Unfortunately our client only contacted us after he had formally been interviewed under caution by Environment Health Officers.  Our client went onto make full and frank admissions throughout interview.

Our client was subsequently summoned to appear before the Court facing two allegations.

Having appeared before the Court our client was left with little alternative but to plead guilty to the offences that he was charged with.  Birmingham City Council opened the case for the prosecution, presented photographic exhibits buyambiencheap.com to the Court in relation to the allegations faced and further made representations to the Court that the offences were a category 1 offence, with medium culpability where the starting point was a £10,000 fine for each offence.

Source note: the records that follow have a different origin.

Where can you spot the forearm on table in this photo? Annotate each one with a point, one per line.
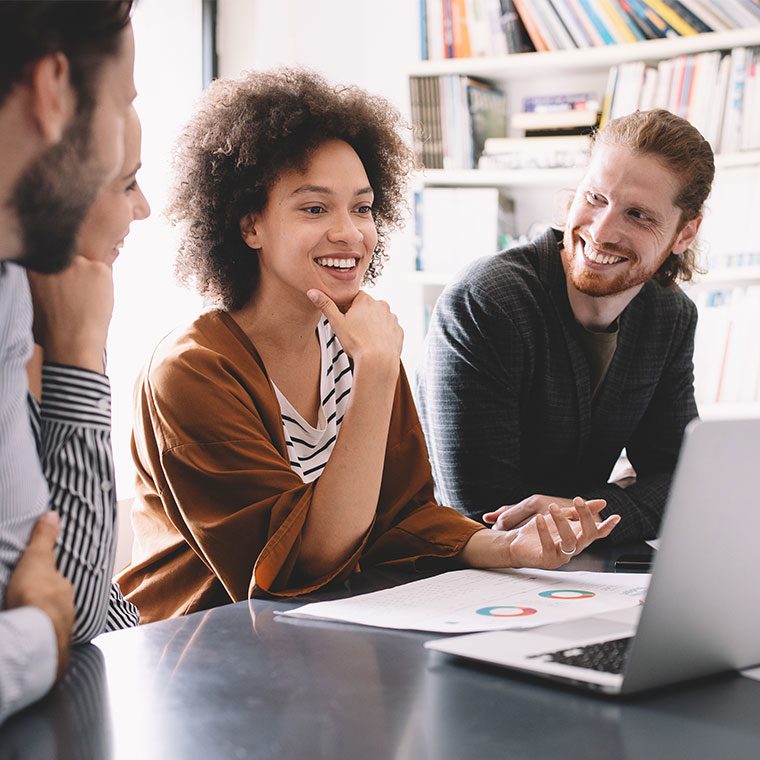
(30, 657)
(487, 548)
(345, 496)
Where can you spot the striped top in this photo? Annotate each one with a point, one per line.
(70, 436)
(28, 649)
(310, 447)
(72, 429)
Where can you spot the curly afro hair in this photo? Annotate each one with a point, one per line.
(246, 132)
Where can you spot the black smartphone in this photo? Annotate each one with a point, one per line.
(635, 562)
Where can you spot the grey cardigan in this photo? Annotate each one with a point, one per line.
(504, 391)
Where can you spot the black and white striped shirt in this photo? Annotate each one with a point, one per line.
(309, 447)
(72, 429)
(72, 432)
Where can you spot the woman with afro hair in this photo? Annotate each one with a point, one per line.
(276, 441)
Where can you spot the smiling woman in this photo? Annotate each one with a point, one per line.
(276, 441)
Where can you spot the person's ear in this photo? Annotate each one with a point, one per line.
(53, 101)
(249, 231)
(686, 236)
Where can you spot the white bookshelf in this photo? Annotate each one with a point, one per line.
(536, 190)
(545, 178)
(563, 62)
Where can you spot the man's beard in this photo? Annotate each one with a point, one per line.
(52, 197)
(596, 284)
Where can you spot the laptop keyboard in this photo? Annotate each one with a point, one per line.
(606, 656)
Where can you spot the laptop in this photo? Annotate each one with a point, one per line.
(702, 611)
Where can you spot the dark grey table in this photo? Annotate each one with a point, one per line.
(236, 682)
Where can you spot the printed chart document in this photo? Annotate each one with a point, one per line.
(465, 601)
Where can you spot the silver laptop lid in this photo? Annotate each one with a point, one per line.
(702, 613)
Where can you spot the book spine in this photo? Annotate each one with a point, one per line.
(654, 30)
(644, 10)
(591, 31)
(572, 24)
(686, 87)
(620, 29)
(523, 10)
(671, 17)
(631, 19)
(448, 30)
(707, 14)
(690, 18)
(556, 27)
(460, 31)
(738, 12)
(609, 94)
(597, 21)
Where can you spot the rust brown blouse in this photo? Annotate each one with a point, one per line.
(219, 512)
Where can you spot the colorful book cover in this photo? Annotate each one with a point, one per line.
(448, 30)
(598, 22)
(636, 11)
(460, 31)
(523, 9)
(588, 24)
(621, 30)
(690, 18)
(654, 18)
(572, 24)
(670, 17)
(517, 37)
(641, 32)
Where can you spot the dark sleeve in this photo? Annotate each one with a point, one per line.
(469, 389)
(654, 447)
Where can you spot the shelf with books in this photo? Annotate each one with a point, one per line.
(518, 65)
(539, 178)
(728, 296)
(549, 178)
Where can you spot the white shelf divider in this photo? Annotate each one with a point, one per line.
(546, 178)
(586, 59)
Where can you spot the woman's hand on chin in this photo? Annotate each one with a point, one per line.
(367, 329)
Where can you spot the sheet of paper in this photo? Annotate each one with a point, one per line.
(465, 601)
(752, 673)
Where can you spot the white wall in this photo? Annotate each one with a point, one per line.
(148, 302)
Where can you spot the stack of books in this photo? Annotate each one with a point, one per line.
(556, 130)
(444, 244)
(718, 93)
(471, 28)
(454, 115)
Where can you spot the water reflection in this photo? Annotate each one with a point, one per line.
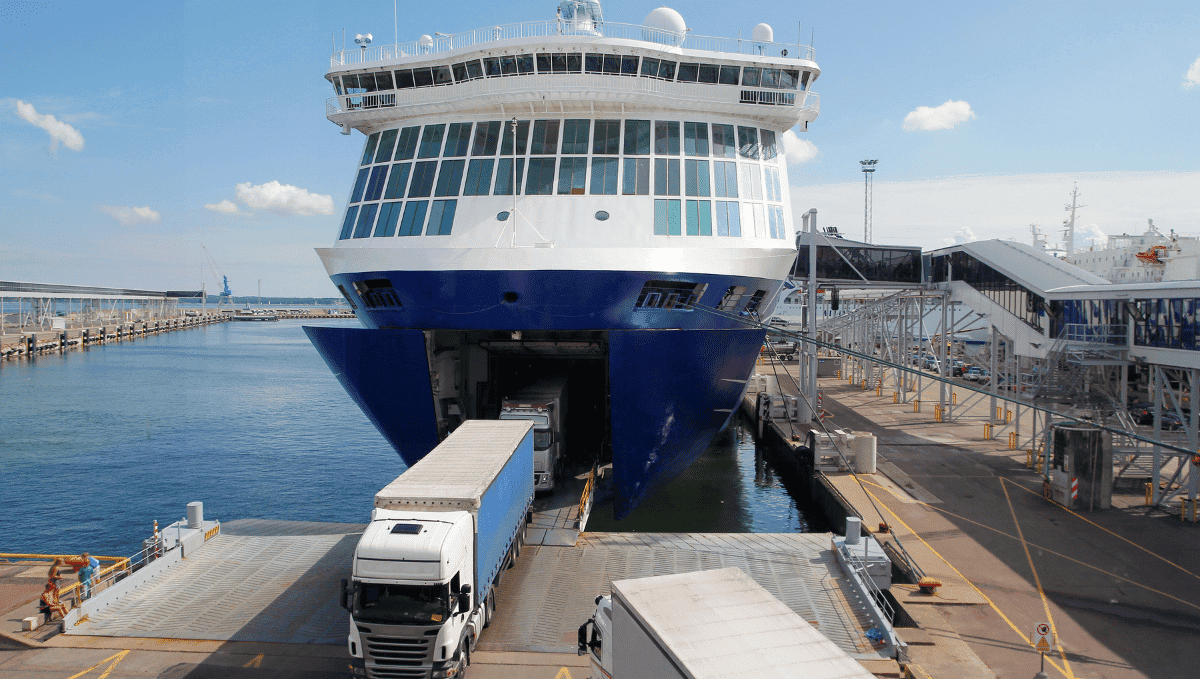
(732, 487)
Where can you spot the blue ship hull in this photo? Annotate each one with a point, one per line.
(673, 377)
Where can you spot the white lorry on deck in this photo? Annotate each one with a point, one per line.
(706, 624)
(438, 540)
(543, 403)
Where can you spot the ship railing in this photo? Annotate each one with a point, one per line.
(671, 40)
(565, 85)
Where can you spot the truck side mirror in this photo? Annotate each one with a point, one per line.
(583, 637)
(465, 599)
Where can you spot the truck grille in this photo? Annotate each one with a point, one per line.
(399, 656)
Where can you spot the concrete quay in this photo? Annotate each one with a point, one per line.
(33, 342)
(1120, 587)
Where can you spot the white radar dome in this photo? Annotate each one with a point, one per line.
(666, 19)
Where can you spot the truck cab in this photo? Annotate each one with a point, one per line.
(411, 594)
(544, 404)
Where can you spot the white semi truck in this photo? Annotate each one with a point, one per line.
(706, 624)
(439, 536)
(544, 403)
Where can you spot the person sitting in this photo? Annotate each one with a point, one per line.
(51, 605)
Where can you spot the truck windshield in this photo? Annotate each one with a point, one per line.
(402, 604)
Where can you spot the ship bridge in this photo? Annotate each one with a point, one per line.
(558, 66)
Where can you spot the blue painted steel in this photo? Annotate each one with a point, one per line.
(387, 373)
(502, 511)
(546, 300)
(671, 392)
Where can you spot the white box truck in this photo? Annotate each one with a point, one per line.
(424, 574)
(544, 403)
(706, 624)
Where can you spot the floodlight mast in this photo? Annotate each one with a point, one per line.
(868, 173)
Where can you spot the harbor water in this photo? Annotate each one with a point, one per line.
(97, 443)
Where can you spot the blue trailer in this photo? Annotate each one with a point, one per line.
(439, 536)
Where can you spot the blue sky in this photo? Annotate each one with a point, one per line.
(119, 122)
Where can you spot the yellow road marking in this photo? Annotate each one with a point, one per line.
(979, 592)
(1107, 530)
(1047, 550)
(257, 661)
(115, 658)
(1037, 581)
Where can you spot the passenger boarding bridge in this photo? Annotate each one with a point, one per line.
(1057, 342)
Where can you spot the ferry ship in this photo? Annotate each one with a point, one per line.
(565, 197)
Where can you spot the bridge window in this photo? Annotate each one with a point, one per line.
(666, 218)
(670, 295)
(666, 138)
(450, 178)
(573, 176)
(729, 220)
(505, 184)
(575, 136)
(457, 139)
(541, 176)
(487, 138)
(431, 140)
(389, 214)
(397, 181)
(607, 138)
(724, 143)
(700, 218)
(604, 176)
(352, 214)
(545, 138)
(637, 176)
(441, 217)
(369, 150)
(637, 138)
(406, 148)
(375, 187)
(423, 179)
(413, 221)
(360, 184)
(666, 176)
(695, 138)
(387, 143)
(479, 178)
(366, 220)
(696, 178)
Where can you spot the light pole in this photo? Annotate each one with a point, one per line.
(868, 173)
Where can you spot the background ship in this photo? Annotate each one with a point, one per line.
(565, 197)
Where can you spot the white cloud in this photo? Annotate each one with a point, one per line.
(283, 199)
(936, 212)
(961, 235)
(1193, 77)
(797, 150)
(223, 208)
(60, 132)
(945, 116)
(130, 216)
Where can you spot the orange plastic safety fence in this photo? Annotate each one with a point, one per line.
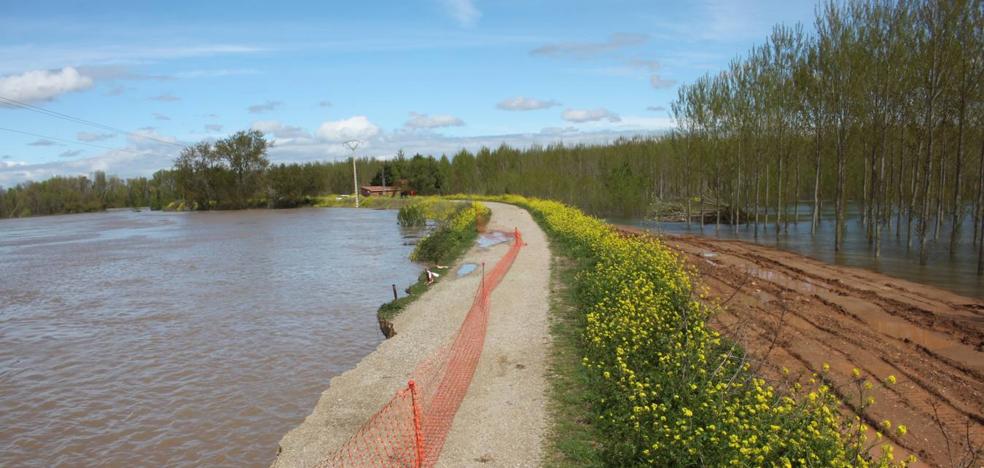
(411, 428)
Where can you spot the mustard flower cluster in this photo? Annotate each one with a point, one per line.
(672, 391)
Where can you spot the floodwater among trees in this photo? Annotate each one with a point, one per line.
(183, 339)
(953, 270)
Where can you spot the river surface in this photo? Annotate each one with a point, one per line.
(955, 271)
(183, 339)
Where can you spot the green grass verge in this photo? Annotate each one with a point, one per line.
(573, 436)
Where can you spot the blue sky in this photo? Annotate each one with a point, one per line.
(429, 76)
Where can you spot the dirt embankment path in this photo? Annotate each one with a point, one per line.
(502, 420)
(799, 313)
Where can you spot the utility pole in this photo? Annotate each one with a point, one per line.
(353, 145)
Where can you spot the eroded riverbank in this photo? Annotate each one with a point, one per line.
(183, 339)
(797, 313)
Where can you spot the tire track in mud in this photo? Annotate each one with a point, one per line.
(930, 339)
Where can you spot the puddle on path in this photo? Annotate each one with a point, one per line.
(488, 239)
(466, 268)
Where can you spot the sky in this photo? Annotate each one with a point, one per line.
(122, 86)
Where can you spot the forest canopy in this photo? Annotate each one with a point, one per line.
(876, 104)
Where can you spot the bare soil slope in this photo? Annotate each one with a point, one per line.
(795, 312)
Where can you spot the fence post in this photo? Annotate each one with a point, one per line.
(418, 435)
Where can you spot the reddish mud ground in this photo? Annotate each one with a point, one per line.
(795, 312)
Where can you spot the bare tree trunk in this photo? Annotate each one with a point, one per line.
(880, 200)
(840, 201)
(796, 192)
(926, 186)
(757, 184)
(779, 207)
(900, 167)
(940, 191)
(912, 194)
(979, 205)
(864, 192)
(736, 209)
(956, 204)
(766, 223)
(816, 187)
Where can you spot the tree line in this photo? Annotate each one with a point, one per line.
(876, 108)
(879, 104)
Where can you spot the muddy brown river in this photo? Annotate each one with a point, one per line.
(183, 339)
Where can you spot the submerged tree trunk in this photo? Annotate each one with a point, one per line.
(840, 201)
(926, 186)
(779, 207)
(956, 203)
(766, 223)
(979, 206)
(796, 158)
(816, 187)
(757, 183)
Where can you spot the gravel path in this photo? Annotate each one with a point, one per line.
(502, 419)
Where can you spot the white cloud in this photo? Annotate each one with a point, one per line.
(352, 128)
(558, 130)
(265, 107)
(43, 85)
(166, 97)
(140, 157)
(463, 11)
(117, 90)
(651, 65)
(660, 83)
(279, 130)
(424, 121)
(89, 136)
(588, 49)
(520, 103)
(589, 115)
(216, 73)
(28, 56)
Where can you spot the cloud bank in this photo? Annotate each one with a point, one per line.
(520, 103)
(43, 85)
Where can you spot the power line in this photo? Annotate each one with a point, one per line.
(23, 105)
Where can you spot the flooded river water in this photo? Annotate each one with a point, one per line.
(952, 270)
(183, 339)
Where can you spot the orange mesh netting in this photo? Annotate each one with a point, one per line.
(410, 429)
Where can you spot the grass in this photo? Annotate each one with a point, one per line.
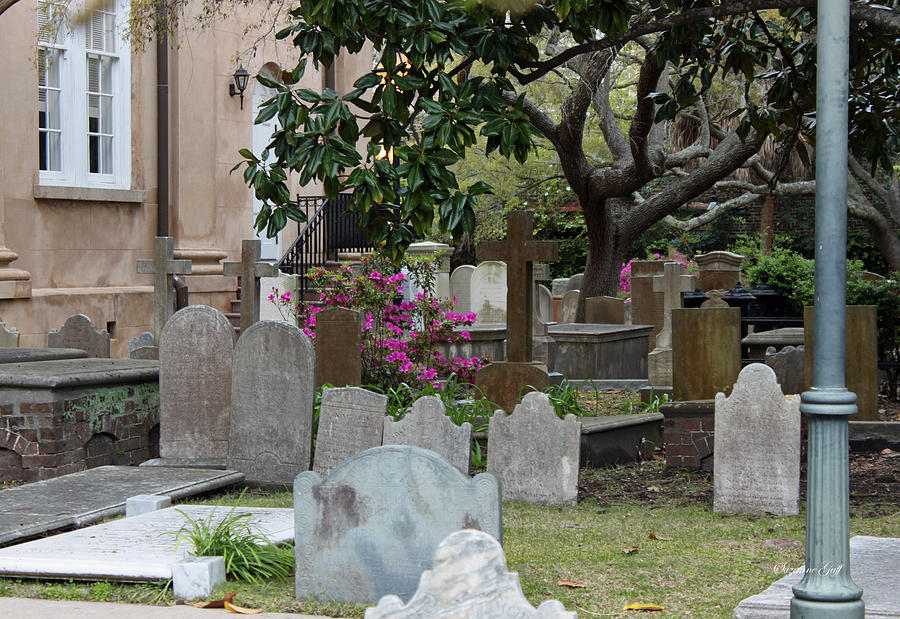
(691, 561)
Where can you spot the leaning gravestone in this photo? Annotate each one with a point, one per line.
(371, 527)
(756, 468)
(427, 426)
(351, 420)
(270, 437)
(196, 349)
(80, 332)
(488, 288)
(534, 453)
(469, 579)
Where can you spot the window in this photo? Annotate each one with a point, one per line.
(84, 99)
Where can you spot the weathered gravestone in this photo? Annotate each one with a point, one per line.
(706, 351)
(604, 310)
(488, 289)
(861, 360)
(163, 267)
(428, 426)
(9, 338)
(250, 269)
(461, 288)
(788, 364)
(338, 352)
(756, 468)
(534, 453)
(351, 420)
(570, 306)
(196, 349)
(370, 528)
(468, 579)
(79, 332)
(272, 392)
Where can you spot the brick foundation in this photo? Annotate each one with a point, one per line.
(46, 433)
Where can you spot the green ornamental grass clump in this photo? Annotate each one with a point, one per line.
(248, 554)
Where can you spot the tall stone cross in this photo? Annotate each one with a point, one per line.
(519, 251)
(671, 283)
(163, 266)
(250, 269)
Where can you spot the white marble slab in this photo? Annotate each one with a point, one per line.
(140, 548)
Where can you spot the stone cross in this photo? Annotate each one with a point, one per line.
(250, 269)
(520, 251)
(671, 283)
(163, 266)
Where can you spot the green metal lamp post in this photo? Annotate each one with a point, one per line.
(827, 591)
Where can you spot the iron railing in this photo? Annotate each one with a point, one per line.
(330, 231)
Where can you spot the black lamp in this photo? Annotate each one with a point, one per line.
(240, 84)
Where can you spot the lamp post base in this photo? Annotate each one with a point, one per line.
(818, 609)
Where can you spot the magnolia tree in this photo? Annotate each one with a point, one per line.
(449, 72)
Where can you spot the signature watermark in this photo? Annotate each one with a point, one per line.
(826, 569)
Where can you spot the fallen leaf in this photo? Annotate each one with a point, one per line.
(215, 603)
(242, 610)
(647, 607)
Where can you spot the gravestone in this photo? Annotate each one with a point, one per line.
(719, 270)
(351, 420)
(788, 364)
(338, 347)
(468, 579)
(250, 269)
(461, 288)
(163, 267)
(604, 310)
(861, 360)
(488, 290)
(79, 332)
(646, 304)
(534, 453)
(270, 436)
(371, 527)
(9, 338)
(756, 469)
(570, 306)
(428, 426)
(196, 350)
(706, 351)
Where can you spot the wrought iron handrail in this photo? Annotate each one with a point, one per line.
(329, 231)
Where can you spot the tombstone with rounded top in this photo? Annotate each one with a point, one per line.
(534, 453)
(272, 392)
(428, 426)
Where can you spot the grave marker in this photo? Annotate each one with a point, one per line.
(756, 469)
(351, 420)
(371, 527)
(427, 426)
(163, 266)
(534, 453)
(79, 332)
(270, 435)
(250, 269)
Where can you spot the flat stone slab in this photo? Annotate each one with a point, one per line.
(873, 566)
(28, 355)
(62, 373)
(140, 548)
(85, 497)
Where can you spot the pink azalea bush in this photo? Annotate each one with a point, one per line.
(399, 338)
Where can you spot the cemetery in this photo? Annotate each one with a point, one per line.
(661, 377)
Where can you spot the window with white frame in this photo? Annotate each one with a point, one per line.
(84, 98)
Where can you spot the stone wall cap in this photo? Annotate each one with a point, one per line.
(77, 373)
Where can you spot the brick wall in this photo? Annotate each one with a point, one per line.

How Did We Assist The Client?

We were able to take comprehensive instructions from our client in relation to how the premises had fallen foul of the Health and Safety Regulations. We detailed what improvements had been made subsequently in order that the premises were allowed to be re-opened within days of closing down.  We outlined this extensive mitigation to the Court during the hearing.

Due to the mitigation that was put forward on behalf of our client, the Court ultimately fined the company £995 in relation to the first offence and made no separate penalty in relation to the second offence. This was a major departure from the £10,000 fine that the prosecution were inviting the Court to make. Clearly our client was overjoyed with the result.

Clearly it is important for any business facing this situation to seek legal advice at the earliest possible stage to ensure that the business faces the least amount of disruption and negative publicity.

This case was conducted by Sukhdip Randhawa at Kangs Solicitors who has approaching 20 years’ experience of defending in these type of prosecutions. If you have a similar issue and would appreciate some early expert and robust advice, please do not hesitate to contact Sukhdip Randhawa at Kangs Solicitors.